U-SQL with XmlExtractor - elements inside elements


In U-SQL I am trying to get a list of elements inside elements, using the XmlExtractor. But I cannot get the nested collection.

It is a list of items, which has locations. With the XmlExtractor I can get a collection of elements, but I don't see how I can get a collection that contains a collection. An XML sample is shown below.

Any ideas?

<root>
<Item>
    <Header>
        <id>111</id>
    </Header>
    <Body>
        <Locations>
            <Location>
                <Station>k4</Station>
                <Timestamp>2017-08-30T02:04:18.2506945+02:00</Timestamp>
            </Location>
            <Location>
                <Station>k5</Station>
                <Timestamp>2017-08-30T02:04:18.2506945+02:00</Timestamp>
            </Location>
        </Locations>
    </Body>
</Item>
<Item>
    <Header>
        <id>222</id>
    </Header>
    <Body>
        <Locations>
            <Location>
                <Station>k4</Station>
                <Timestamp>2017-08-30T02:12:36.1218601+02:00</Timestamp>
            </Location>
            <Location>
                <Station>k5</Station>
                <Timestamp>2017-08-30T02:12:36.1218601+02:00</Timestamp>
            </Location>
        </Locations>
    </Body>
</Item>
</root>

Solution

  • Solved by making an extractor that takes the XML in one string, and then calls a method using xpath, returning an SQL.Array, where the string has comma separated values of of the result.
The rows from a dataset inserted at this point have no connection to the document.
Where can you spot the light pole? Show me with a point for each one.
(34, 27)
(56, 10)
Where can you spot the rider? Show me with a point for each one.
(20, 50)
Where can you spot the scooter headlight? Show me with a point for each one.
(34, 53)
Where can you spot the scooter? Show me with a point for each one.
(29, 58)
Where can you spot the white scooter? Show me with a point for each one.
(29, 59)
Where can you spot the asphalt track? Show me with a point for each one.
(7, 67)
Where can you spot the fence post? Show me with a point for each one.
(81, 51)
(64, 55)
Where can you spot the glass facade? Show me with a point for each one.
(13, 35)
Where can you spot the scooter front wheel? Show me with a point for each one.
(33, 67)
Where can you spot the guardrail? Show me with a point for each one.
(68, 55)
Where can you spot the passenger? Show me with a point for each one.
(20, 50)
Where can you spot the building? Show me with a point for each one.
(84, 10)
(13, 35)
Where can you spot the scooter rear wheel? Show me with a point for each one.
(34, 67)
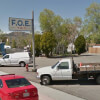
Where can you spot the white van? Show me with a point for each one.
(16, 59)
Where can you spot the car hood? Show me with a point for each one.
(45, 69)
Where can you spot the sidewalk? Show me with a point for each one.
(46, 93)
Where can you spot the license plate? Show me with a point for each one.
(26, 94)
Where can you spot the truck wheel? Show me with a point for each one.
(45, 80)
(98, 80)
(22, 64)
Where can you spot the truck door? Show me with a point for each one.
(6, 60)
(57, 74)
(66, 72)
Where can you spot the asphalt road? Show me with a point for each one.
(84, 89)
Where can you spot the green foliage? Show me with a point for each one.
(48, 42)
(14, 43)
(37, 44)
(2, 36)
(92, 20)
(46, 20)
(80, 44)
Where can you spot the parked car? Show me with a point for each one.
(16, 59)
(14, 87)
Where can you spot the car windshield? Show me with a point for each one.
(55, 65)
(17, 83)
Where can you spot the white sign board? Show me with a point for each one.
(20, 24)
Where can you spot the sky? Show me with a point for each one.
(24, 8)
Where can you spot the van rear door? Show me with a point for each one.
(6, 60)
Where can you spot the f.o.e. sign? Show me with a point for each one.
(20, 24)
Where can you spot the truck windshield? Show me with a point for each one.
(55, 65)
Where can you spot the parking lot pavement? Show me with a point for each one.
(46, 93)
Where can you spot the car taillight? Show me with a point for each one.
(14, 95)
(34, 92)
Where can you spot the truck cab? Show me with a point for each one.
(62, 70)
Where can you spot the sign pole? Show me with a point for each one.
(34, 68)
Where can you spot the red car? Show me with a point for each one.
(14, 87)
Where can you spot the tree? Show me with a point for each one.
(37, 44)
(14, 43)
(80, 44)
(2, 36)
(46, 20)
(92, 21)
(48, 42)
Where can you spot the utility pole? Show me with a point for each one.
(34, 67)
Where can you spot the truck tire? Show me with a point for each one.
(45, 80)
(22, 64)
(98, 80)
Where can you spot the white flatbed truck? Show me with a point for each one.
(65, 69)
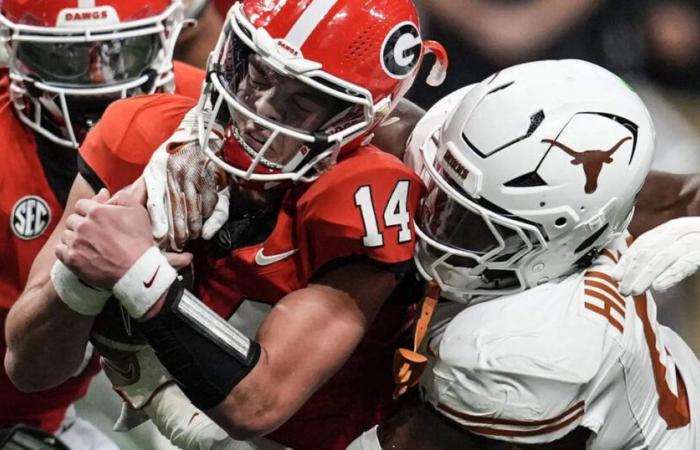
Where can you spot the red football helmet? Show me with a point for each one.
(68, 59)
(302, 79)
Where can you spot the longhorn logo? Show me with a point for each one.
(592, 160)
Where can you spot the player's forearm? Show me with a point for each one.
(393, 136)
(665, 196)
(45, 340)
(304, 341)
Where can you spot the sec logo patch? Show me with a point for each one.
(401, 50)
(30, 217)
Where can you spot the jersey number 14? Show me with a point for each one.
(395, 214)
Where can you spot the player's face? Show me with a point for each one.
(283, 100)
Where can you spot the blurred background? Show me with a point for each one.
(653, 44)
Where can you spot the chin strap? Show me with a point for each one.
(438, 72)
(409, 364)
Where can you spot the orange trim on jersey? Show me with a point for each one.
(524, 433)
(602, 276)
(609, 303)
(608, 290)
(605, 313)
(408, 364)
(510, 422)
(674, 409)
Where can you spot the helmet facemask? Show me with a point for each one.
(468, 247)
(63, 78)
(285, 118)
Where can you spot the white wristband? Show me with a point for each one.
(145, 282)
(77, 295)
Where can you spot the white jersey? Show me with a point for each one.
(532, 367)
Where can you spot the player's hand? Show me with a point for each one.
(135, 376)
(104, 238)
(661, 257)
(183, 187)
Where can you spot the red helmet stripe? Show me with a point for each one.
(308, 21)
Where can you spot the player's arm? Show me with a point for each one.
(393, 136)
(306, 338)
(46, 339)
(663, 197)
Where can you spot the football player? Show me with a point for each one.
(67, 60)
(319, 234)
(520, 231)
(660, 258)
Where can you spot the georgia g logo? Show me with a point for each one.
(401, 50)
(30, 217)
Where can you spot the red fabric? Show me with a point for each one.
(322, 221)
(22, 175)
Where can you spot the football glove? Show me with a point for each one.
(183, 186)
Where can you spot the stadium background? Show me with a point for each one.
(653, 44)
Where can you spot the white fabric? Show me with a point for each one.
(160, 191)
(79, 297)
(138, 377)
(189, 428)
(661, 257)
(144, 283)
(546, 361)
(77, 433)
(368, 441)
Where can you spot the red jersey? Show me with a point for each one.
(361, 208)
(29, 211)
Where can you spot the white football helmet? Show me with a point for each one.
(69, 59)
(534, 171)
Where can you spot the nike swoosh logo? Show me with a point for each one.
(262, 260)
(149, 283)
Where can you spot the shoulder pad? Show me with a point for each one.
(516, 368)
(121, 144)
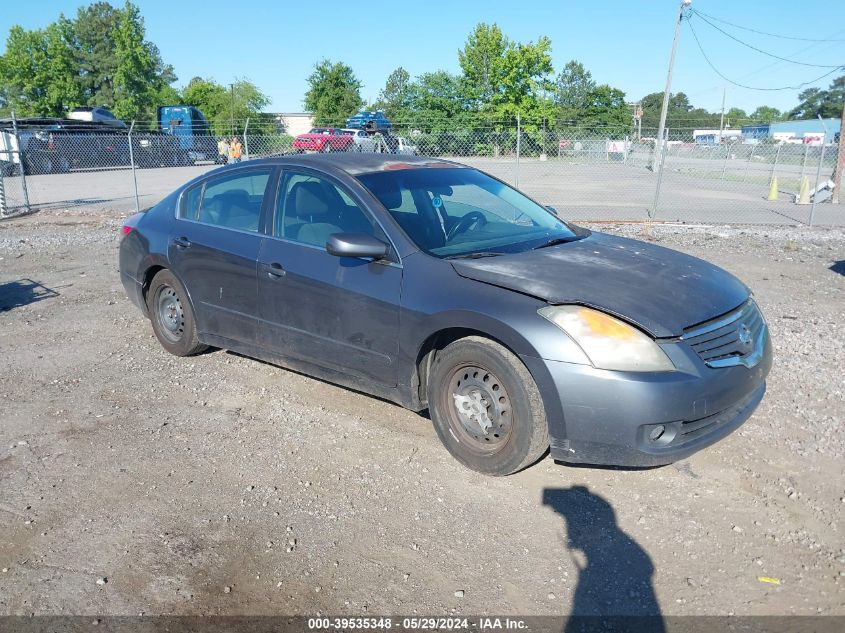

The result looks like this:

    111;k4,2017-08-30T02:04:18.2506945+02:00
    111;k5,2017-08-30T02:04:18.2506945+02:00
    222;k4,2017-08-30T02:12:36.1218601+02:00
    222;k5,2017-08-30T02:12:36.1218601+02:00
    

    The standard XmlExtractor cannot do this, and I also decided that it is better to postpone the parsing of the xml to after it has been extracted, because there can be multiple steps on the same xml.